Vamos ahora, pues, con la segunda objeción. De acuerdo, se nos podría decir, quizá no sea ilógico sentir orgullo por tu país; pero ¿acaso no es peligroso? ¿No es el orgullo patrio la fuente de mil y una desgracias?: guerras y rivalidades entre países, discriminaciones al foráneo, cerrazón ante ideas ajenas, contemplación obnubilada del propio ombligo… ¡o incluso de la propia y feúcha tripita!

Sin negar que estos, y otros muchos males, son bien reales y punzantes, quien así razona olvida una enseñanza fundamental de Aristóteles y de nuestras abuelas: en el medio está la virtud. Es decir, cualquier cosa bella y buena (comer sano, acariciar a alguien, mostrar valentía) puede convertirse en fea y mala (ortorexia, abuso sexual, temeridad) con solo irse a su exceso. Y naturalmente eso también le acaece a algo bello y bueno como el orgullo nacional. Siempre cabe exagerarlo hasta el patrioterismo.

Ahora bien, si en el medio está la virtud, también cabe el riesgo de quedarse cortos. Esto es lo que todos los asustados con las posibles consecuencias negativas del orgullo nacional suelen olvidar. ¿Cómo llamar a la falta de este orgullo, sino baja autoestima? Y ¿por qué habría de ser conveniente esta para las naciones? Vivimos en una sociedad obsesionada con que ningún estudiante reduzca su autoestima por suspender un examen, ¿por qué en cambio eso habría de ser bueno para toda una nación? Si la baja autoestima de una persona le impide dar lo mejor de sí, ¿no ocurre acaso lo mismo con los países, incapaces de confiar en sus propias fuerzas a la hora de abordar sus retos como grupo?

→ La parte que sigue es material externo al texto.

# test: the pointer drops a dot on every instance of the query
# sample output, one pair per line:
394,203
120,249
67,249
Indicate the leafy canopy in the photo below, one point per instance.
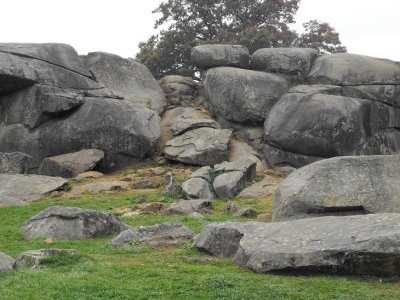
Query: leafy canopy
253,23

Esta paradoja siempre me ha llamado la atención en muchas gentes de izquierda, a menudo demasiado insistentes en no perjudicar la autoestima de ningún pipiolo, pero luego desdeñosas hacia nuestra autoestima como españoles. La encuesta de Elcano con que empezábamos este artículo parece, empero, insinuar el final de esa moda. Y también la de otra que no podemos abordar aquí, aunque la hayamos mencionado antes: la de quienes aceptan que el orgullo nacional es posible, pero por favor, dónde vamos a llegar, no el de un país tan malote como España, sino solo el de otras entidades (sean estas Dinamarca, Cataluña o el País Leonés).

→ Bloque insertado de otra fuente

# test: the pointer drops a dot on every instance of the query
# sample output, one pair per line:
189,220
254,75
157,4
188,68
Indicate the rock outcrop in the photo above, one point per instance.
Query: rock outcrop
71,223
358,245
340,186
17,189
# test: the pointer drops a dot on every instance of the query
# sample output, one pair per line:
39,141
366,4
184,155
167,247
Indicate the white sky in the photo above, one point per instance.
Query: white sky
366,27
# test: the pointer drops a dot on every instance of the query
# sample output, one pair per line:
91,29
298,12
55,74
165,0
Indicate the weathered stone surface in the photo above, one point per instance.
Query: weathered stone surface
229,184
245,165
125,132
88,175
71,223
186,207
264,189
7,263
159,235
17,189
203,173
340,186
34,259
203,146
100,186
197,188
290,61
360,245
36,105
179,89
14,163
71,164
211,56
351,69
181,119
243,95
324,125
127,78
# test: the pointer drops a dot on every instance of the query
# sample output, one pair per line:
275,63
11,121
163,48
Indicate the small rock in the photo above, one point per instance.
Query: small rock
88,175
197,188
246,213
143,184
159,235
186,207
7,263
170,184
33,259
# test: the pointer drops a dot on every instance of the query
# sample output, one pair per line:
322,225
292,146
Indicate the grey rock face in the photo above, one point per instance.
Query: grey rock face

Esta última batalla, por cierto, la de combatir la leyenda negra y su sistemática denigración de España, lleva tiempo lidiándose por nuestros mejores historiadores; rindámosles aquí un cierto agradecimiento, pues parece claro que sus frutos comienzan a prosperar. O lo diré mejor con lo que aquí hemos argumentado: nos podemos sentir orgullosos de todos estos intelectuales antinegrolegendarios. Se trata sin duda, en la guerra cultural que hoy asola España, de uno de los pocos campos de batalla en que parece ir venciendo la verdad.